Au-delà du nombre, si son palmarès est autant impressionnant, c’est que Shelly-Ann Fraser-Pryce a remporté cinq médailles mondiales à 30 ans passés. Treize ans après son premier sacre mondial à Berlin, Fraser-Pryce est même devenue à Eugene, à 35 ans, la championne du monde du 100 m la plus âgée de l’histoire, femmes et hommes confondus. « Le secret de ma réussite, c’est que je suis une compétitrice et je crois que Dieu m’a donné un don. Je travaille dur, je suis assidue, déterminée, et j’en veux toujours plus », a expliqué à Eugene, celle qui est revenue au plus haut niveau après la naissance de son fils Zyon, en 2017.
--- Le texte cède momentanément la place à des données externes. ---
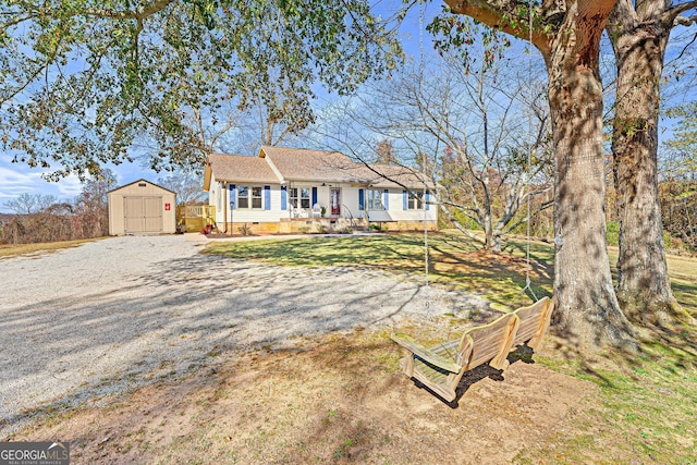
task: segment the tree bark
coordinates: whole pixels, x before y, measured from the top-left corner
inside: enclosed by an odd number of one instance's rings
[[[543,38],[531,36],[549,73],[555,146],[554,230],[560,240],[554,257],[554,322],[579,346],[634,348],[634,330],[614,294],[606,241],[599,53],[600,35],[614,3],[566,1],[557,30]],[[516,2],[473,0],[451,7],[521,38],[529,37],[526,30],[500,25],[515,11],[511,7],[521,7]]]
[[[661,24],[667,2],[648,3],[655,7],[645,9],[649,17],[638,17],[621,0],[608,23],[617,63],[612,134],[620,225],[616,295],[633,320],[662,323],[681,314],[668,277],[657,159],[660,79],[671,25]]]

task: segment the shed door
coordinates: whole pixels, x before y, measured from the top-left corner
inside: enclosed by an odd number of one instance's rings
[[[161,232],[161,197],[124,197],[124,230],[126,233]]]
Déjà en 2021, à Lausanne (Suisse), elle expliquait sa motivation de revenir plus forte après sa pause grossesse. « Ma motivation est plus forte qu’avant. C’est dur pour les filles. Nous, les filles, nous avons tellement peur de fonder notre famille, les gens pensent que l’on ne pourra jamais revenir après une grossesse. »
Shelly-Ann Fraser-Pryce peut-elle encore davantage marquer l’histoire ? Celle qui a tout gagné voit encore un ultime défi se dresser devant elle. Car depuis trente-quatre ans, l’Américaine Florence Griffith-Joyner conserve le record sur le 100 m, en 10″49. Record contesté depuis pour de lourds soupçons de dopage.
Shelly-Ann Fraser-Pryce veut malgré tout s’en rapprocher. En 2021, elle a couru la distance en 10″60, sa meilleure performance en carrière. Certes, elle se trouve encore à plus d’un dixième d’écart, mais qu’importe, elle refuse de baisser les bras. « Je crois dur comme fer que je suis capable de courir plus vite, et comme j’y crois, je ne m’arrêterai pas tant que je ne l’aurai pas fait », a-t-elle lancé en zone mixte après sa finale victorieuse du 100 m. De quoi faire encore vibrer les pistes quelque temps.